Reform Federal Disability Insurance to Help Address Wisconsin’s Labor Shortage

Subjective criteria, work disincentives plague disability insurance program

The Problem: With unemployment at record lows, Wisconsin’s central economic challenge is a labor shortage. 76% of Wisconsin business leaders report trouble finding workers. At the same time, more than 10 million Americans, 160,000 Wisconsinites, receive Social Security Disability Insurance (SSDI) benefits. Almost all SSDI beneficiaries are permanently out of the workforce.

The WILL Solution: A new report, Untapped Potential, makes the case that federal disability insurance is in urgent need of reform.
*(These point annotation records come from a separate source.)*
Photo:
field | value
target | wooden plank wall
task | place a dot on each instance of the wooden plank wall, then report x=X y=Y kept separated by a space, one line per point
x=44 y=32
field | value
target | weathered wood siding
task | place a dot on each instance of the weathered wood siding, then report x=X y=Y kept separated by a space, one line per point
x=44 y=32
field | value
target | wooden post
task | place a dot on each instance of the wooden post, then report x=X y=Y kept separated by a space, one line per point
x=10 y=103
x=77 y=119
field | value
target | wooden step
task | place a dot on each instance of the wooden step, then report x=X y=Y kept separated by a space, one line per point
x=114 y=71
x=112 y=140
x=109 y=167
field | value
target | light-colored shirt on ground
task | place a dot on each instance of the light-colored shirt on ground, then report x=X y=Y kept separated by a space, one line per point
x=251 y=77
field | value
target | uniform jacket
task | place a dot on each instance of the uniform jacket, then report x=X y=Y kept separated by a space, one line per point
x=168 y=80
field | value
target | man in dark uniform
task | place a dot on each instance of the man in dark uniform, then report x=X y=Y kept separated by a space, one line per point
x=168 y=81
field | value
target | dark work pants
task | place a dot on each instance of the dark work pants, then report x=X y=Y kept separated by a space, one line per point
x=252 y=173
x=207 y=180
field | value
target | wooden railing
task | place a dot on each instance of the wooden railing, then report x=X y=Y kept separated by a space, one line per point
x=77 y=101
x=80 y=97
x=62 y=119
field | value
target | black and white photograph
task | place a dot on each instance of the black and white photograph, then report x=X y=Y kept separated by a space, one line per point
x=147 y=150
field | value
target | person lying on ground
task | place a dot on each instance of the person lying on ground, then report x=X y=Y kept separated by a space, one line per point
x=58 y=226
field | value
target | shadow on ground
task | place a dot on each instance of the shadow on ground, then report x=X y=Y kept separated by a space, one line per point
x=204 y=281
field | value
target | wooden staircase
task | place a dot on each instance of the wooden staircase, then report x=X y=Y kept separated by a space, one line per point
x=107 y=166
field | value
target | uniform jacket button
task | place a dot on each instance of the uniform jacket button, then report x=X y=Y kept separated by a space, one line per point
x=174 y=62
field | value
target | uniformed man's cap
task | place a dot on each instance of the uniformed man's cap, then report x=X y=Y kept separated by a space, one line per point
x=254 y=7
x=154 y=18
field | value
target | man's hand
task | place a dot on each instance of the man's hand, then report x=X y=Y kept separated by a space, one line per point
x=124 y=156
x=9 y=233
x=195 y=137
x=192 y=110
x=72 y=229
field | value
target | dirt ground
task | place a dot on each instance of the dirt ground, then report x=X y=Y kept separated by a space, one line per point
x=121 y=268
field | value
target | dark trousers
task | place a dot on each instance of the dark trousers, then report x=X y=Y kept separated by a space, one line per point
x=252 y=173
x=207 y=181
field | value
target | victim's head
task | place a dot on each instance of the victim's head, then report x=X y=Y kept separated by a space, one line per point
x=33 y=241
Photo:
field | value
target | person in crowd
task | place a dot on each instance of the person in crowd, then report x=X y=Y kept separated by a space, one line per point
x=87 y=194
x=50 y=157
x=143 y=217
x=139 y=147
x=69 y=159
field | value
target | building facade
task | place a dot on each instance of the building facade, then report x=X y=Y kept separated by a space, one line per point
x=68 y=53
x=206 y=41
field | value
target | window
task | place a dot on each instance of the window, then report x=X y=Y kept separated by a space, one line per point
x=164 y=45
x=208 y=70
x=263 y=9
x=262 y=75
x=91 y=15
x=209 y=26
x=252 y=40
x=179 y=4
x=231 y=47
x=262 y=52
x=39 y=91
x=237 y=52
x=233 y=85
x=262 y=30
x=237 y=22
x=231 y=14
To boost labor force participation and help states like Wisconsin address their workforce needs, Congress should embrace federalism and allow states the opportunity to innovate to reform disability insurance.

Diving Deeper

  • Despite no changes in self-reported health and disability among the working-age population, disabled worker enrollment in SSDI has grown from 3 million in 1990 to a peak of 9 million in 2014. Current enrollment is 8.6 million.
  • SSDI, and its counterpart program Supplemental Security Income (SSI) cost nearly $200 billion per year – more than the combined federal spending on food stamps, unemployment insurance, and housing subsidies combined.
  • More than half of all SSDI enrollments do not qualify on medical evidence alone.
  • A lengthy application process and steep benefits cliffs serve to keep SSDI beneficiaries from labor force participation.

The Bottomline: A labor market with adequate jobs and rising wages is the perfect opportunity to reform disability insurance. And if Washington won’t fix it, it ought to allow states that need workers the opportunity to take on the challenge. For disabled workers that can be retrained or rehabilitated, there are real opportunities to contribute. As it stands, too much human potential is being sidelined at too high of a cost.